Words tumbled from her lips. She begged, stormed, commanded and coaxed. “I am not the worth of his life!” she said again and again.
“Well, I doubt there would be a fine reckoning between us if Sir Nicholas heard me agree with you,” remarked Joshua. “Therefore I keep a still tongue in my head.”
“God knows what I said or did not say upon that ride,” he afterwards recounted. “Maybe my mistress and I bandied some hard words to and fro, but I bore her no malice, nor did she ever after hold it against me. Which is something remarkable in a woman, I hold.”
No sound of pursuit came after them; Joshua allowed his horse to slacken the pace somewhat, and presently drew in to a steady trot. Dominica was quiet now, but her face looked pinched in the moonlight. Joshua, himself not much lighter-hearted, was moved to offer words of comfort. “Cheerly, mistress, we shall have Sir Nicholas with us this night.”
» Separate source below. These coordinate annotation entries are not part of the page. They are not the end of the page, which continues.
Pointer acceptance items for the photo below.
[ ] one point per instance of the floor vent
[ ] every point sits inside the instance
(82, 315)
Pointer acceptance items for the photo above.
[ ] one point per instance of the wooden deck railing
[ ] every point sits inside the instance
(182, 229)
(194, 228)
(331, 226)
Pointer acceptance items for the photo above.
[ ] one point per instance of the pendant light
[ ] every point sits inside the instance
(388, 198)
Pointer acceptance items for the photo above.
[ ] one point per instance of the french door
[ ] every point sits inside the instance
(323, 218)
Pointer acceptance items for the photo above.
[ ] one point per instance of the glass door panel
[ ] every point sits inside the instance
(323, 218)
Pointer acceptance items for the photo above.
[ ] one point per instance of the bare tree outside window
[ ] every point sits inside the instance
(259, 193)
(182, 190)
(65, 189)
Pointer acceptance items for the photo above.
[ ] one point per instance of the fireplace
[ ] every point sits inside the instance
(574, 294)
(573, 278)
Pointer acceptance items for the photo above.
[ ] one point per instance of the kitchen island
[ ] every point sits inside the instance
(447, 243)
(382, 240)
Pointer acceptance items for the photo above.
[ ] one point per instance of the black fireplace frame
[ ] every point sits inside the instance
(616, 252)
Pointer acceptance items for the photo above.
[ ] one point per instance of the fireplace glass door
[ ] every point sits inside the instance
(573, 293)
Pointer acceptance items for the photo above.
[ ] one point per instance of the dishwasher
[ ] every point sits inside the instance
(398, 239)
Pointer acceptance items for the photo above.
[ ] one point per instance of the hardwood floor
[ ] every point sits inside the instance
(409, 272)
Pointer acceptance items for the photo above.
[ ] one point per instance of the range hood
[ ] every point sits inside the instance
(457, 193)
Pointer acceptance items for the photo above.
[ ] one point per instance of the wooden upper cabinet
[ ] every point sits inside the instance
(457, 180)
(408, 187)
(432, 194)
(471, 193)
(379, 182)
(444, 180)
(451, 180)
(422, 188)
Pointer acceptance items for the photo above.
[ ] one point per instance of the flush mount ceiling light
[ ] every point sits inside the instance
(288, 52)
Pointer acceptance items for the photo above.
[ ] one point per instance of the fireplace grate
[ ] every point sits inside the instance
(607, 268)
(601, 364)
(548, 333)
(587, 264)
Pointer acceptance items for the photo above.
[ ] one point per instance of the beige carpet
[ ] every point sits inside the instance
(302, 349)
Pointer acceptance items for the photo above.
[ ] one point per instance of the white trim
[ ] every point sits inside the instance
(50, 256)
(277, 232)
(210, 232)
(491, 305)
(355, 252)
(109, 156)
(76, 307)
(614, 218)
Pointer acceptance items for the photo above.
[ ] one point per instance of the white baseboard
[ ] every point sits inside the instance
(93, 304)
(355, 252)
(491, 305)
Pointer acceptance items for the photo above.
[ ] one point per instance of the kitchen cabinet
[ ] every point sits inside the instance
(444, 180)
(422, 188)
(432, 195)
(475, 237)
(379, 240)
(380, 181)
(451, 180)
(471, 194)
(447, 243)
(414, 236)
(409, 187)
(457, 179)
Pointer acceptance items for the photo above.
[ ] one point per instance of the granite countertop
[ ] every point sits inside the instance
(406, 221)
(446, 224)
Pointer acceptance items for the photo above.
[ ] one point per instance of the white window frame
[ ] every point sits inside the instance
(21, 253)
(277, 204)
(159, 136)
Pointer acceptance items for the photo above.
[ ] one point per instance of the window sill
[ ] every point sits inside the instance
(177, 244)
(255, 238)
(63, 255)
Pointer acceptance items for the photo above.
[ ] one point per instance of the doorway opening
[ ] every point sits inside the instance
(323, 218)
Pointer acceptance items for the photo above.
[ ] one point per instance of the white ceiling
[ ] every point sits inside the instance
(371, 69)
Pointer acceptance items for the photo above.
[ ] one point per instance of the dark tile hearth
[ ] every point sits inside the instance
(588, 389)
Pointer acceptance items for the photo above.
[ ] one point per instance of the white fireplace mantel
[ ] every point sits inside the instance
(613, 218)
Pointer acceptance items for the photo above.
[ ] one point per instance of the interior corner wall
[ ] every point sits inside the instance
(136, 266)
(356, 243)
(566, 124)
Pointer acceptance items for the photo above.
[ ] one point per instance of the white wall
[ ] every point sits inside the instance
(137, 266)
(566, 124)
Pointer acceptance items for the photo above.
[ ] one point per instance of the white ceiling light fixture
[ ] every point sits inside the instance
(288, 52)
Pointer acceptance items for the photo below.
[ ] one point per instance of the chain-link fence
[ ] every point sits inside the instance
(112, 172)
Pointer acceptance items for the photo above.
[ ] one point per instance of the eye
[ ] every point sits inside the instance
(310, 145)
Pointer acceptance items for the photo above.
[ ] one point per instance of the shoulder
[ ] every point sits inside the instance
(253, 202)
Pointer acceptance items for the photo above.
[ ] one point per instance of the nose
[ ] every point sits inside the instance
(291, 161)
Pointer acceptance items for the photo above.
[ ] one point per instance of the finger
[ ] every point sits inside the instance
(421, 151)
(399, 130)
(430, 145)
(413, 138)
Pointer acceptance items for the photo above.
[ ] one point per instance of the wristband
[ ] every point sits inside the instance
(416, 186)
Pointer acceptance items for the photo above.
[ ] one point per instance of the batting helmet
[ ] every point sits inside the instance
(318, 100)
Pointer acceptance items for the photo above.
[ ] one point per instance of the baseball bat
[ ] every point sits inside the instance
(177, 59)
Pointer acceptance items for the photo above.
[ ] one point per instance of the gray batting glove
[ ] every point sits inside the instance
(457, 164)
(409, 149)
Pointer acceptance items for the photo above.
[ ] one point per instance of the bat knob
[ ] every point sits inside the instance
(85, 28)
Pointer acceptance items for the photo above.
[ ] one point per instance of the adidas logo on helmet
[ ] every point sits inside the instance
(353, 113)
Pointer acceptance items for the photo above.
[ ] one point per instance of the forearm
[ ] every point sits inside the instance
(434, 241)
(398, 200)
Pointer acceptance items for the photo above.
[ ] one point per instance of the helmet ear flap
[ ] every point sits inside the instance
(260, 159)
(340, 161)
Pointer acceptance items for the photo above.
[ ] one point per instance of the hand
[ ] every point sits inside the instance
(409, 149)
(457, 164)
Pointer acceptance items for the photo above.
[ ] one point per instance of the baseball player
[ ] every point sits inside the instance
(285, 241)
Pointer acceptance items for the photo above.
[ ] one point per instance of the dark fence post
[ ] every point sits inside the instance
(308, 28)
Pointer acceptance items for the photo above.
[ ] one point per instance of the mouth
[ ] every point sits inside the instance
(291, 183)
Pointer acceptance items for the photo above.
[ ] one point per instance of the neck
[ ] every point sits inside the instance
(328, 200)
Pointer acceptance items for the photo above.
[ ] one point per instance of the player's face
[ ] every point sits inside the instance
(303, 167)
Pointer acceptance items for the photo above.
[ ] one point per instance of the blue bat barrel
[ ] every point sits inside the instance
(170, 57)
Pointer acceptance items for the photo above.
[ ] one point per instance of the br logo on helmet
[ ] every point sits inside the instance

She turned her eyes towards him. “How can he fight all those men single-handed?”
“Mark me, if he does not fob them off with some trick,” said Joshua stoutly. “Maybe you did not believe that he would break free of that prison, señorita, but he did it. Keep a good heart.” He saw her clouded eyes. “By your good leave, mistress, and with respect, I would say that El Beauvallet’s lady should wear a smiling face.”
She did smile, but faintly. “Yes, she should indeed,” she answered. She bit her lip. “I saw him for so fleeting a moment!”
“Patience, mistress; I am bold to say you will hear the bustle of his coming in a little while.”
They came to Villanova past ten o’clock at night and fetched up at the inn. “More lies!” said Joshua. “Leave all to me, lady.” He lifted her down from the saddle and proceeded to create a stir. “Ho, there! Room for the noble señora! What, I say! Landlord!”
A portly individual came out of the lighted taproom and stared in amazement at Dominica. She reflected that she must look oddly enough, riding over the countryside at such an hour without cloak or hood or even horse.
“The good-year!” cried out Joshua, voluble. “Eh me, but this has been an evening’s work! A chamber for my mistress, and supper on the instant! The noble señor follows us close.”
The landlord’s eyes slowly ran over Dominica. “What’s this?” he said suspiciously.
Doña Dominica stepped forward; she, too, could play a part. “A chamber, landlord, and at once,” she said haughtily. “Do you keep me standing in the road?”
Joshua bowed his lady into the inn. “Brigands, man!” he shot over his shoulder. “A party of three, and my lady’s horse shot under her. Ah, what an ill-chance!”
“Brigands? Jesu preserve us!” The landlord crossed himself. “But the señor?”
“Oh, be sure my master is on the villains’ heels!” Joshua invented. “ ‘What,’ cries he, ‘shall this go unpunished?’ The rogues made off with our sumpters, and nothing will do but my master must give chase, leaving me to get the gracious señora under cover. Oh, a very fire-eater!”
Dominica interposed in the voice of one accustomed to command. “A bedchamber with your best speed, host, and supper against Don Tomas’ coming.”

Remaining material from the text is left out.